Истину глаголили их сиятельство, ни на йоту не соврали. Внутри Эрмитажа действительно было шумно и бестолково: слышались повышенные голоса, толпами метались слуги, в глазах рябило от густоты румян, сверкания бриллиантов и роскоши одежд. Дамы были в робах с фижмами и шлейфами, при высоких прическах, мушках и жемчугах, кавалеры — по французской моде, на красных каблуках, в радужном сиянии орденов и эполет, лакеи — вымуштрованы, оливреены и похожи на дубовых истуканов.
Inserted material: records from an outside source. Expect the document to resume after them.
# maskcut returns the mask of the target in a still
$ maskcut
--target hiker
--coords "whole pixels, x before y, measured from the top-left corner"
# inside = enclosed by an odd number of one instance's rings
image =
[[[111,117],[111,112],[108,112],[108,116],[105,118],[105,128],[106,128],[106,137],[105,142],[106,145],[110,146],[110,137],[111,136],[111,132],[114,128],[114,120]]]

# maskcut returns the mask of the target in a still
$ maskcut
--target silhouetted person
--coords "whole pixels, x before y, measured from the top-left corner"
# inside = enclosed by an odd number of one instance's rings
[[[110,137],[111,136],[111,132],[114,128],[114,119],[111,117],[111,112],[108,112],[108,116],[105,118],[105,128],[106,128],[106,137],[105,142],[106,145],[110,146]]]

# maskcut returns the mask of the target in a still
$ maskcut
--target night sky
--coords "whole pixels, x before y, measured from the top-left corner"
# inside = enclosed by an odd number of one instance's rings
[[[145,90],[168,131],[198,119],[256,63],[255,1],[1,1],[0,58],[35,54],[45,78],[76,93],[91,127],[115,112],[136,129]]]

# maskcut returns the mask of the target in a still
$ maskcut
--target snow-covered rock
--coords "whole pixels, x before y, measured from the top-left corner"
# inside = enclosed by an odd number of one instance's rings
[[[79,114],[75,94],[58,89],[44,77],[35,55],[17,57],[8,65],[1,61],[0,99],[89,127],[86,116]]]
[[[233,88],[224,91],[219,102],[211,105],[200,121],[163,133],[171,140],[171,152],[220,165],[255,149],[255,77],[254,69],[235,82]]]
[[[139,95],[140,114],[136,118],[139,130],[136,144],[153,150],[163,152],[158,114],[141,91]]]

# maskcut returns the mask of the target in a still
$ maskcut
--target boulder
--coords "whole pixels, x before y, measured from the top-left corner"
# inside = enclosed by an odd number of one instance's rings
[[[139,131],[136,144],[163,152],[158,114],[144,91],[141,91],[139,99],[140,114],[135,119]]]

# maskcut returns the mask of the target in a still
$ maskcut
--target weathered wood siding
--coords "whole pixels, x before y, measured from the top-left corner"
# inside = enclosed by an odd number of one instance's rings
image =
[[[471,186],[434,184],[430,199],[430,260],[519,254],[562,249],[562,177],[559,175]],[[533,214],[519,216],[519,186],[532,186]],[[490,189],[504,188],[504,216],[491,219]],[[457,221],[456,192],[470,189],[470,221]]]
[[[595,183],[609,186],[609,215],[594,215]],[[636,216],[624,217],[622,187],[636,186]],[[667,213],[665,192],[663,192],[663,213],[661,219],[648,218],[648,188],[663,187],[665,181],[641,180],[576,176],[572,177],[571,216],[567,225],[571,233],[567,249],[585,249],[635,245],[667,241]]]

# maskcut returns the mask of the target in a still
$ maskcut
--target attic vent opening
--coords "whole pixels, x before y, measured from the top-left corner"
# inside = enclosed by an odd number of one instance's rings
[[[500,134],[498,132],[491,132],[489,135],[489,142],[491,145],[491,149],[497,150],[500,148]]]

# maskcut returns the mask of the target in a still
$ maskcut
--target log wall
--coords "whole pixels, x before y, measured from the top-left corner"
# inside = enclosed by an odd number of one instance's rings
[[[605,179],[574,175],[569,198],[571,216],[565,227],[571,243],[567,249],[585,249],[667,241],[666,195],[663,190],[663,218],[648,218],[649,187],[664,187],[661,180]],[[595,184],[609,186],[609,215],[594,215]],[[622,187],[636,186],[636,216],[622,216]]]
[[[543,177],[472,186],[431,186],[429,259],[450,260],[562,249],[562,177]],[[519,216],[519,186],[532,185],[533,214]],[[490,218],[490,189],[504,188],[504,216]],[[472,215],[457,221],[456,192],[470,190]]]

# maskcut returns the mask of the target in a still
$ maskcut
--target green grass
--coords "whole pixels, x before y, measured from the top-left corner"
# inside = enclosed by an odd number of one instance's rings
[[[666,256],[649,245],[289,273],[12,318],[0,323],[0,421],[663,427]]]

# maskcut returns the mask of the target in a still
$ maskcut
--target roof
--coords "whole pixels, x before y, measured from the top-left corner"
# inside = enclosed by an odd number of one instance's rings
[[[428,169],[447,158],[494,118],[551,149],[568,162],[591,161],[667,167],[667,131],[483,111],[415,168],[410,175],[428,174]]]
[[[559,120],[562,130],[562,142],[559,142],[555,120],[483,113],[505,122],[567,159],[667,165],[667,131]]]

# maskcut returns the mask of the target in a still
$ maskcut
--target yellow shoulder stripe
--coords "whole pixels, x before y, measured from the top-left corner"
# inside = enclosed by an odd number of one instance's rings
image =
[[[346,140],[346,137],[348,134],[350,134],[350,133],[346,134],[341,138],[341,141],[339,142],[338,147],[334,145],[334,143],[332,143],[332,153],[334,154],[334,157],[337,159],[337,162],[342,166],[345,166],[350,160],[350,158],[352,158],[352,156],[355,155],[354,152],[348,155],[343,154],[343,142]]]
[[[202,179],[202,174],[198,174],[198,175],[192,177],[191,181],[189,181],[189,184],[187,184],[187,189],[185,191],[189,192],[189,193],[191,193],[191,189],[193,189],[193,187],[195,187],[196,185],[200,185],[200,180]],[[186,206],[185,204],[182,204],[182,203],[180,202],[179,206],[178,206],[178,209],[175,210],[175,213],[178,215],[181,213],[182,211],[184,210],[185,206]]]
Все это человеческое скопище шумело, разговаривало, предавалось движению, воздух в Эрмитаже был тяжел, густо отдавал потом, табаком, “усладительными”, из цедры и розового масла, притираниями. Казалось, что в парфюмерную лавку запустили козла…
А между тем раздались всхлипы скрипок, томно застонали виолы, и все галантнейшее общество потянулось в залу принимать участие в “круглом польском”[368], коим по обыкновению сам великий князь[369] открывал большое эрмитажное собрание.
— Ну, такую мать, это надолго. — Фыркнув, Чесменский поскучнел, шмыгнул с неодобрением носом и потянул Бурова в другую сторону, в залу, где был накрыт стол с закусками. — Знаете, князь, все эти полонезы, менуэты, англезы, гавоты вызывают у меня морскую болезнь — бездарнейшие кобенья, никакой жизни[370]. То ли дело наша русская, вот где удаль, вот где размах[371]. Хотя вальсен этот новомодный очень даже ничего. Выбрать бабенку поглаже, облапать ее поладней и… Пойдемте-ка лучше выпьем, матушка-то государыня никуда от нас не денется. Вот черт, только этого хохла нам не хватало… Дьявол его побери со всеми потрохами…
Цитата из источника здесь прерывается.